Demain le risque est grand de voir les payeurs décider des prix qui devront être pratiqués sur le marché des prestations funéraires. Cette menace pèse sur le secteur funéraire depuis plusieurs années et l’on peut se demander pourquoi les réseaux font la courte échelle à ces bancassurances pour leur permettre de dominer le marché. Je dis bien courte échelle car comment un bancassureur peut-il vendre un service funéraire sans être habilité sinon en bénéficiant du concours de réseaux d’opérateurs habilités, qui confectionnent des devis standardisés dont ils prennent la responsabilité ?

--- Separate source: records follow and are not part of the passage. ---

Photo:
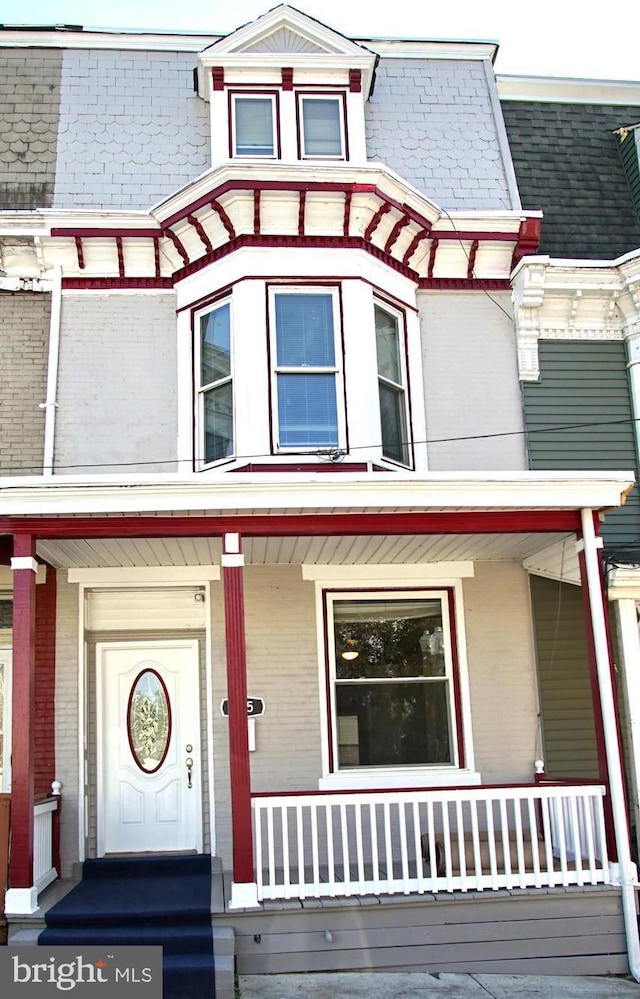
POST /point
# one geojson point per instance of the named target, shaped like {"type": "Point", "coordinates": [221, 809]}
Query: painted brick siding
{"type": "Point", "coordinates": [24, 338]}
{"type": "Point", "coordinates": [502, 676]}
{"type": "Point", "coordinates": [45, 677]}
{"type": "Point", "coordinates": [132, 130]}
{"type": "Point", "coordinates": [29, 95]}
{"type": "Point", "coordinates": [282, 667]}
{"type": "Point", "coordinates": [117, 395]}
{"type": "Point", "coordinates": [433, 122]}
{"type": "Point", "coordinates": [67, 694]}
{"type": "Point", "coordinates": [567, 164]}
{"type": "Point", "coordinates": [472, 395]}
{"type": "Point", "coordinates": [566, 698]}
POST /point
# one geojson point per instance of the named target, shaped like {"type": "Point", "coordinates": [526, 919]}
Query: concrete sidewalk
{"type": "Point", "coordinates": [376, 985]}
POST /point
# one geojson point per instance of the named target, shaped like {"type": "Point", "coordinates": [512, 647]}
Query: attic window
{"type": "Point", "coordinates": [322, 126]}
{"type": "Point", "coordinates": [254, 119]}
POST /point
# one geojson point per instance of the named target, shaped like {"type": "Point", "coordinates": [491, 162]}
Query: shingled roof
{"type": "Point", "coordinates": [567, 164]}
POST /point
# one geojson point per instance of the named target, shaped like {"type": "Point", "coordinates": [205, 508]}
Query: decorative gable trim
{"type": "Point", "coordinates": [285, 35]}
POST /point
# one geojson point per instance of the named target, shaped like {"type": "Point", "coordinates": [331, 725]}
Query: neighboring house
{"type": "Point", "coordinates": [263, 447]}
{"type": "Point", "coordinates": [575, 153]}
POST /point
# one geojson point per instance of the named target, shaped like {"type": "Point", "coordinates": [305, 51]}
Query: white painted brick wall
{"type": "Point", "coordinates": [432, 121]}
{"type": "Point", "coordinates": [117, 396]}
{"type": "Point", "coordinates": [472, 394]}
{"type": "Point", "coordinates": [132, 130]}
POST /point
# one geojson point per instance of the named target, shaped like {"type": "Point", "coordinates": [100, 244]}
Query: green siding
{"type": "Point", "coordinates": [628, 149]}
{"type": "Point", "coordinates": [579, 417]}
{"type": "Point", "coordinates": [564, 682]}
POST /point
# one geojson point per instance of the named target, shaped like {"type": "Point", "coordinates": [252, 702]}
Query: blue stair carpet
{"type": "Point", "coordinates": [163, 900]}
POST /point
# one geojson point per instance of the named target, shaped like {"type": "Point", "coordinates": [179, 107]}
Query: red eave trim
{"type": "Point", "coordinates": [107, 284]}
{"type": "Point", "coordinates": [464, 284]}
{"type": "Point", "coordinates": [304, 525]}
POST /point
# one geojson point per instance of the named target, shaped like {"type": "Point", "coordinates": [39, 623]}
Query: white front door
{"type": "Point", "coordinates": [149, 766]}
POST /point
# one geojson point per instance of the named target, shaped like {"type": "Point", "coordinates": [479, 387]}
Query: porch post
{"type": "Point", "coordinates": [22, 896]}
{"type": "Point", "coordinates": [607, 695]}
{"type": "Point", "coordinates": [244, 890]}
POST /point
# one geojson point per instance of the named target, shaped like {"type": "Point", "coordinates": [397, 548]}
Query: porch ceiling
{"type": "Point", "coordinates": [323, 550]}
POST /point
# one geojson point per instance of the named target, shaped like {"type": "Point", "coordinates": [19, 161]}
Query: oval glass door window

L’offre des contrats en prestations personnalisés
La part de marché occupée par les opérateurs funéraires est relativement faible. De plus les opérateurs doivent adosser leurs contrats de prestations à un contrat d’assurance. Les réseaux comme les indépendants ont donc recours à des intermédiaires d’assurances (courtiers, agents ou mandataires). Et à ce niveau aussi des changements notables sont en cours.
Le groupe Burrus via le groupe Diot, acteur majeur du courtage d’assurance, vient de prendre le contrôle de FAPE Obsèques et du Vœu Funéraire. Mais le groupe Burrus détient à plus de 90 % de l’assureur alsacien ESCA, qui depuis 2004 a repris AFI Europe. Ce groupe devient un acteur majeur dans le domaine de la prévoyance obsèques.
Il rivalise avec le groupe Médéric, qui après avoir repris AUXIA et réalisé des accords avec des grands groupes d’opérateurs funéraires est aussi un intervenant majeur du secteur.
En conclusion
Nous voyons donc que sous une apparente diversité l’offre sur le marché de la prévoyance funéraire se concentre de plus en plus entre quelques mains. Les opérateurs funéraires indépendants doivent rester vigilants, bien s’informer sur qui fait quoi et qui contrôle qui avant de choisir leur partenaire en assurance s’ils veulent préserver leur indépendance au niveau de la prévoyance funéraire.
Le meilleur moyen de rester indépendant c’est de choisir un partenaire indépendant.